NUS Statistics Module Review: ST5213 Categorical Data Analysis 2


– This module is essentially about regression analysis for categorical data. It is a totally different demon from ST3131 Regression analysis. The theory and techniques are very strange to me, yet interesting. The link functions and logit models are examined, followed by binomial responses, contingency tables and multinomial logit models.

– Prof Tan is a good lecturer. Her notes are self contained and no reading of external material is necessary. She explains concepts in an easy to understand manner, along with suitable annotations on her slides. She is also approachable for questions. She also kindly provides all her R code she used during lectures so we can play with them at home.

– There are no actual tutorials for postgraduate modules but Prof Tan gave us 10 tutorials to practice on the concepts taught in lecture. She typically ends lectures at 9pm and uses about 30 minutes to explain the tutorial questions. Due to poor attendance, Prof Tan decided to record the tutorials. This shows that she is also very hardworking as she recorded herself explaining the solutions so we can listen to them in our free time.

– The 2 homeworks were not easy for me. I found the questions to be ambiguous and did not answer to Prof Tan’s expectations. That is the only grouse I have in this module, which is the huge wall of text in the homework questions.
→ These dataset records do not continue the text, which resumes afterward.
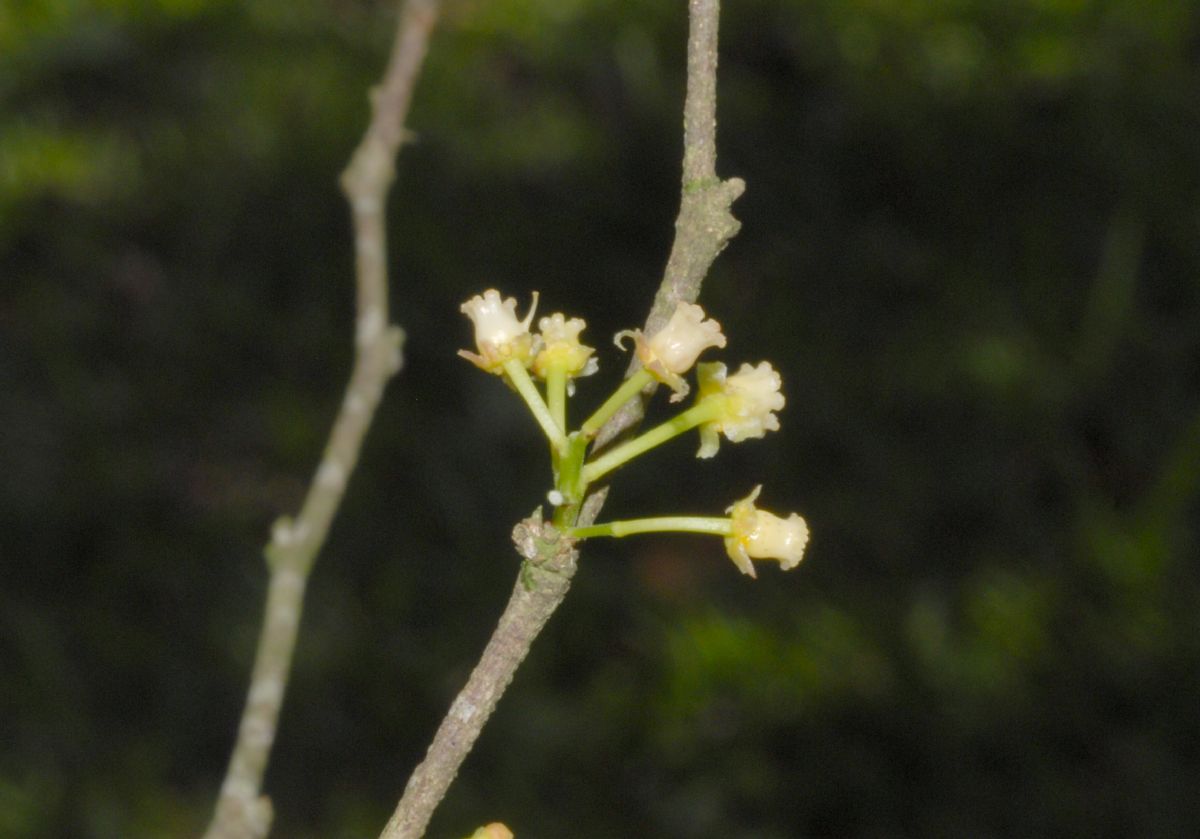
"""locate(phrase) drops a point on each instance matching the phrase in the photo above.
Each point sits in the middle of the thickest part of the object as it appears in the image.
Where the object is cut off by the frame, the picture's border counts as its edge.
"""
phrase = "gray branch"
(702, 229)
(241, 810)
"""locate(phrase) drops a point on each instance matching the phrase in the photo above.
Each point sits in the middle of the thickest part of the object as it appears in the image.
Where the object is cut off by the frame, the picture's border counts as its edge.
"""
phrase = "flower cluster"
(739, 406)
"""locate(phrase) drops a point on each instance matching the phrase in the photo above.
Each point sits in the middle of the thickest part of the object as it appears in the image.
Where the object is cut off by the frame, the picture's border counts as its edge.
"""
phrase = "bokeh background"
(971, 244)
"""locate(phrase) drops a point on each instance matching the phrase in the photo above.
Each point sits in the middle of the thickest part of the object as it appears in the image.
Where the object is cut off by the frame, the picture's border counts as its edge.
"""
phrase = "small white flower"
(499, 335)
(561, 347)
(759, 534)
(675, 348)
(748, 401)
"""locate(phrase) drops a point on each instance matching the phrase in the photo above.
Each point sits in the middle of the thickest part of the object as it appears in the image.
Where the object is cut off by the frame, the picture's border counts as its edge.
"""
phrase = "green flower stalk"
(749, 533)
(561, 359)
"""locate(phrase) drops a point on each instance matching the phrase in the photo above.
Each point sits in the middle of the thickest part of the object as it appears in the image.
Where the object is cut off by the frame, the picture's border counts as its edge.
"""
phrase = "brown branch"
(705, 223)
(241, 811)
(550, 563)
(703, 227)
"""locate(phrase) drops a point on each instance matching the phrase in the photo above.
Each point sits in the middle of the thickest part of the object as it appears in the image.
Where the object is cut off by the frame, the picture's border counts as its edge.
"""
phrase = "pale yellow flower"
(759, 534)
(748, 400)
(673, 349)
(499, 335)
(562, 349)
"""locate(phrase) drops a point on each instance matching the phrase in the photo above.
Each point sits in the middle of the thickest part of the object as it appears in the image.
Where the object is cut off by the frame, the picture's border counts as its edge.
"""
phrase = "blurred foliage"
(971, 244)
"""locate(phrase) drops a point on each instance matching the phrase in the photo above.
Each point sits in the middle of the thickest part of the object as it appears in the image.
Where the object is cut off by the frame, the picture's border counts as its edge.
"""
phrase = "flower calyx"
(757, 534)
(745, 401)
(499, 335)
(561, 349)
Otherwise, Prof Tan grades all homework by herself and in a very diligent manner. Instead of simply crossing out the wrong answer, she takes time to write comments on the homework highlighting where you made the mistake. I don’t recall any other prof or grader who does that in university level for Math/Stats modules.

– Final exam was extremely tedious. I could not finish it. It consists of 5 questions. 4 questions involved a mixture of reading R output and some calculations and interpretation of coefficients. The last question is a theoretical question which asks to prove some confidence interval and some other thing. Time management is key. Write as fast as possible and be extremely familiar with reading R output. The tutorial questions given are of limited use as these exam questions are of a different level altogether.


– This module is interesting and a great introduction to categorical data. Still, I would not take it if there were other suitable level 5000 math modules with no timetable clashes since my interest in statistics is pretty limited. For other students with the interest in statistics, this is a good module to take.